Looking at the assortment, the requirement is a price point below $10, with free shipping. Free shipping doesn’t necessarily mean Prime eligibility, where typically Amazon stores and fulfills the inventory, and sometimes owns the inventory itself.
This microsite will be a place where direct manufacturers from China can get their products displayed prominently and use the very cheap USPS ePacket delivery service. The ePacket program, which was developed and funded by the USPS, eBay, and China Post, allows Chinese sellers to ship directly to US customers with tracking information for less than less than we can ship the same thing from South Carolina to NYC using USPS First Class delivery (no tracking).
US sellers and brands have complained about the advantage that Chinese sellers have over US brands in this regard, and any push that Amazon makes into Dollar Store territory will escalate this sentiment. But from Amazon's perspective, it will have the desired effect: more assortment and lower prices.
Investors surprised by Amazon’s profitable operations
Amazon released its Q4 results last week. For the first time, quarterly profit topped $1 billion. After decades of investing in its own logistics network, Amazon is getting orders to consumers faster and cheaper than ever. This is despite having a bigger network than ever, with 30% more warehouse square footage than 2016.
My prediction is that Amazon will eventually start selling logistics services to merchants and other businesses, similar to the way they built the AWS cloud computing division to fill their own needs and then started reselling the service to other businesses and enterprises. AWS is Amazon’s most profitable division today.
Amazon partners with Berkshire Hathaway and
JPMorgan Chase on employee healthcare
Amazon, Berkshire Hathaway, and JPMorgan Chase announced a partnership to cut health-care costs and improve services for their U.S. employees.

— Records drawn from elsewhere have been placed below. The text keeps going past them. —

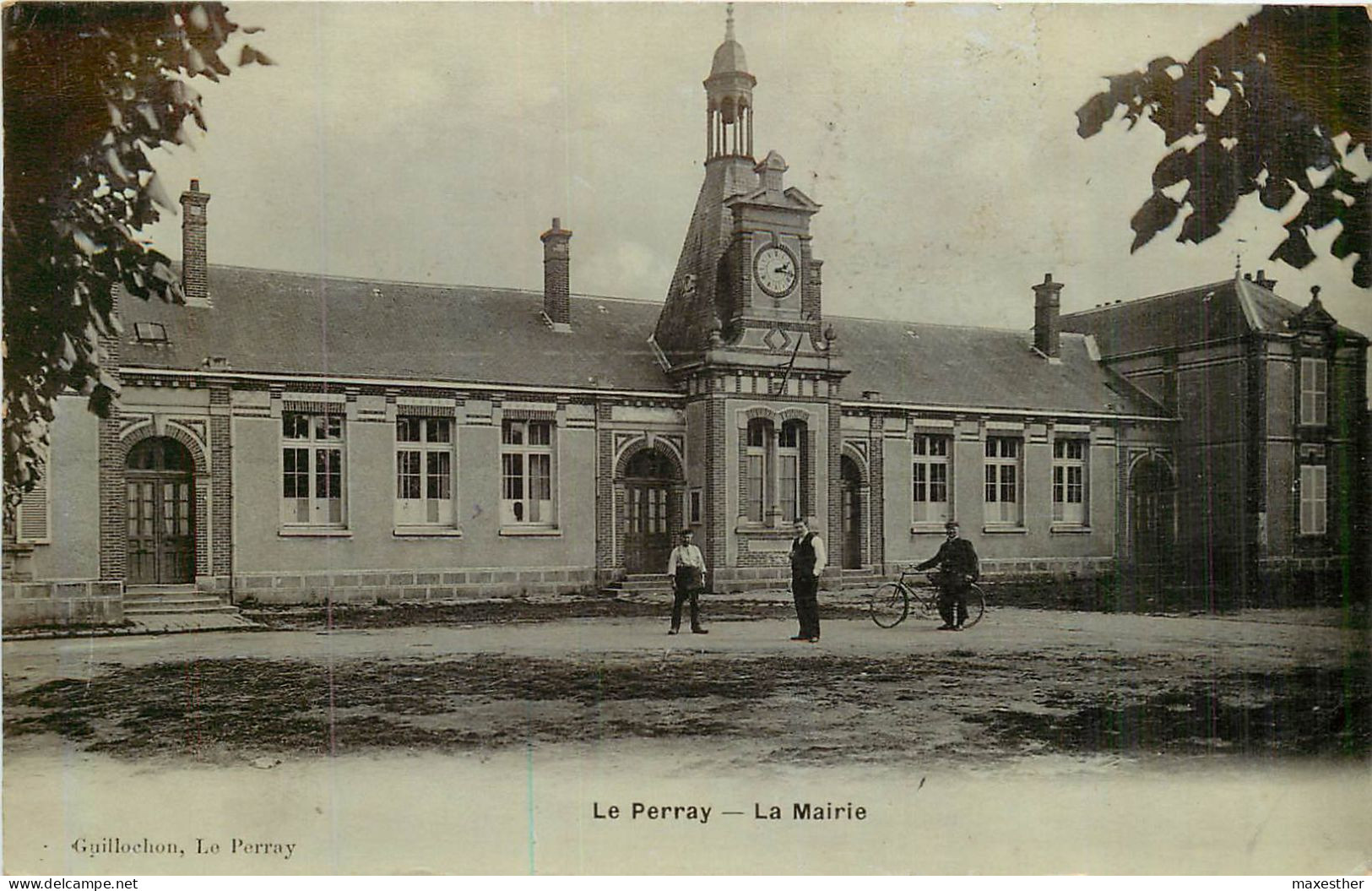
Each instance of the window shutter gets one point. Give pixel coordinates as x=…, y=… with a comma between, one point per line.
x=35, y=526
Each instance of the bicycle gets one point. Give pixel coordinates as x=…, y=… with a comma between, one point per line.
x=891, y=603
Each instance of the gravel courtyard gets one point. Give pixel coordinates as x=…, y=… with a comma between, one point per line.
x=1194, y=725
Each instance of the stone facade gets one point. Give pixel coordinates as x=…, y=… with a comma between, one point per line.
x=452, y=473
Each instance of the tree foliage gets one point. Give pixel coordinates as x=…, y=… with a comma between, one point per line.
x=1258, y=110
x=89, y=91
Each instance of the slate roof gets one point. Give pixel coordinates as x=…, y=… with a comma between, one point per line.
x=292, y=323
x=928, y=364
x=1180, y=318
x=296, y=323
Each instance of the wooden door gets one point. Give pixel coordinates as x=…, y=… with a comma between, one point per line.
x=851, y=515
x=160, y=513
x=648, y=539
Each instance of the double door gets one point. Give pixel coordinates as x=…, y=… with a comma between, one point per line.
x=160, y=529
x=648, y=535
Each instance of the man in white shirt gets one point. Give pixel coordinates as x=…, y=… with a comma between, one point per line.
x=807, y=561
x=687, y=570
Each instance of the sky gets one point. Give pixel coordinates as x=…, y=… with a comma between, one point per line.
x=435, y=142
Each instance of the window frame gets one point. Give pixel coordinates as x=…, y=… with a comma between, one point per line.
x=1319, y=508
x=926, y=462
x=756, y=454
x=1064, y=465
x=313, y=445
x=36, y=507
x=417, y=517
x=998, y=469
x=790, y=448
x=527, y=451
x=1315, y=392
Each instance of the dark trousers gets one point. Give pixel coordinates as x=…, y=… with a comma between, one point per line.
x=682, y=594
x=805, y=589
x=952, y=600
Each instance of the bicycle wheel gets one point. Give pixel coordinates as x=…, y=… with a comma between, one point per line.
x=888, y=606
x=926, y=603
x=976, y=605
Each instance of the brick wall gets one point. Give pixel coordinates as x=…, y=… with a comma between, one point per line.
x=113, y=511
x=876, y=520
x=221, y=486
x=408, y=585
x=605, y=507
x=836, y=484
x=717, y=489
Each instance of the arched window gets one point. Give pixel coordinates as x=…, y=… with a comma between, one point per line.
x=775, y=471
x=790, y=470
x=757, y=469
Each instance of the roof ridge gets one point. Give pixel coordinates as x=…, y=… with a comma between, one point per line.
x=1152, y=296
x=925, y=324
x=428, y=285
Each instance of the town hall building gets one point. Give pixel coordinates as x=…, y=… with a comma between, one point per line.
x=296, y=438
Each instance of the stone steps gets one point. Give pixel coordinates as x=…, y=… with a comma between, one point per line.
x=179, y=607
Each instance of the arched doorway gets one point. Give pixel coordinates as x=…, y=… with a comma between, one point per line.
x=160, y=513
x=851, y=508
x=649, y=513
x=1152, y=492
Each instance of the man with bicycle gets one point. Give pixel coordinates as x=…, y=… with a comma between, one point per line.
x=959, y=568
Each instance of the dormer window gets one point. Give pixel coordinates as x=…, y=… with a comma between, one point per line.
x=149, y=333
x=1315, y=392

Though the first initiative will be focused on technology, this brings the rumors of Amazon’s push into the healthcare category back to the fore. Amazon could be a deft partner in technology, to be sure. But they also could get significant economies of scale through such a partnership and use it as a mechanism to get into the actual distribution of pharmaceuticals and medical devices - a huge industry with a complex payment and rebate structure between distributors, insurers, and manufacturers.